Platelet-dependent factor VIII activity is more susceptible to inhibitor antibodies than phospholipid vesicle-dependent factor VIII activity

G. Gilbert¹, V. Novakovic², M. Chatterjee²

¹Harvard Medical School, WINCHESTER, Massachusetts, United States, ²VA Boston Healthcare System, West Roxbury, Massachusetts, United States

Abstract Number: PB0190

Meeting: ISTH 2022 Congress

Theme: Hemophilia and Rare Bleeding Disorders » Hemophilia - Basic

Background: Inhibitor antibodies remain a major complication of hemophilia A. However, clinical assays do not adequately predict bleeding risk.
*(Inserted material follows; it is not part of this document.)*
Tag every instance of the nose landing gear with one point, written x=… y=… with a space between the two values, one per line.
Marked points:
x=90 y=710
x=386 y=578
We recently demonstrated that factor VIII activity (fVIII:C) supported by activated platelets is inhibited by anti-C2 mAbs in a manner that has no significant correlation with the degree of inhibition in a standard aPTT-based assay. These findings suggest that a platelet-based assay may better assess bleeding risk.

Aims: To measure residual fVIII:C in the presence of patient inhibitors utilizing the activated platelet time (aPT) adapted for the clinical laboratory.
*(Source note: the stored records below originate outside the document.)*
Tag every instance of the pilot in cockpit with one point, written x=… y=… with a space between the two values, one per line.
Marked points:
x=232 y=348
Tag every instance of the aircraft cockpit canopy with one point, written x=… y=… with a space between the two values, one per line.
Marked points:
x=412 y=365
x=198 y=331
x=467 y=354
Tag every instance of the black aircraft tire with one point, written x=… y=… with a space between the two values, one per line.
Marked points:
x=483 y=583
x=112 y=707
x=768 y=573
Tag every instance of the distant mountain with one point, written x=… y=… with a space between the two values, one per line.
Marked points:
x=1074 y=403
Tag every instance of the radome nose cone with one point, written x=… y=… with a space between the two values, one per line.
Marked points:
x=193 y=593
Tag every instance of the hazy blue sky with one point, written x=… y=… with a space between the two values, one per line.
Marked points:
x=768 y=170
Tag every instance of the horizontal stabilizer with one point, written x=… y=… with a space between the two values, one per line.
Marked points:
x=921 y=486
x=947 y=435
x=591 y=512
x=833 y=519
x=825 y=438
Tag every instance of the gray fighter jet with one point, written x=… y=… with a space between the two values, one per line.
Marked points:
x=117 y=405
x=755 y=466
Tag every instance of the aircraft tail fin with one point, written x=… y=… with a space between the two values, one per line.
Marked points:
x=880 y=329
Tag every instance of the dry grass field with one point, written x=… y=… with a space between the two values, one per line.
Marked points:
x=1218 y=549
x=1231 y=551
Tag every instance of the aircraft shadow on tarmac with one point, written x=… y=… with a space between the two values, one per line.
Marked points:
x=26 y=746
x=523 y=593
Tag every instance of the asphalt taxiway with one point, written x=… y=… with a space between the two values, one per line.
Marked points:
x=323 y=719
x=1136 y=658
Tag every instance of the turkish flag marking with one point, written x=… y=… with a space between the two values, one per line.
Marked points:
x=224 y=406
Methods: Cryopreserved platelets were thawed at 37˚C and purified on a density gradient. The aPT was initiated by combining i) platelets reconstituted in fVIII-deficient plasma, ii) a fVIII sample in 10% plasma (with or without inhibitory antibodies and using either fVIII-deficient plasma or inhibitor patient plasma), and iii) an activation mix (factor XIa, PAR1/4 agonist peptides, Ca++). Time to fibrin polymerization was measured using viscosity-based clot detection (STA Compact Max, Diagnostica Stago).

Results: A 3rd-order relationship between time to fibrin formation and the log of fVIII concentration was reliable over a 3.5-log range (Fig 1A). The assay was robust over platelet concentrations of 300,000-10,000,000 platelets/mL and 2-60 pM fXIa. A panel of anti-fVIII-C2 antibodies caused increased inhibition of the aPT vs. the aPTT (Fig 1B) consistent with prior results (Fig 1C). Out of 6 patient inhibitor plasmas, 5 showed lower factor VIII residual activity when measured using the aPT assay (Fig 2). For three samples, the aPT measured fVIII:C ≤ 1% while the aPTT-based assay indicated fVIII:C ≥ 5% for all samples.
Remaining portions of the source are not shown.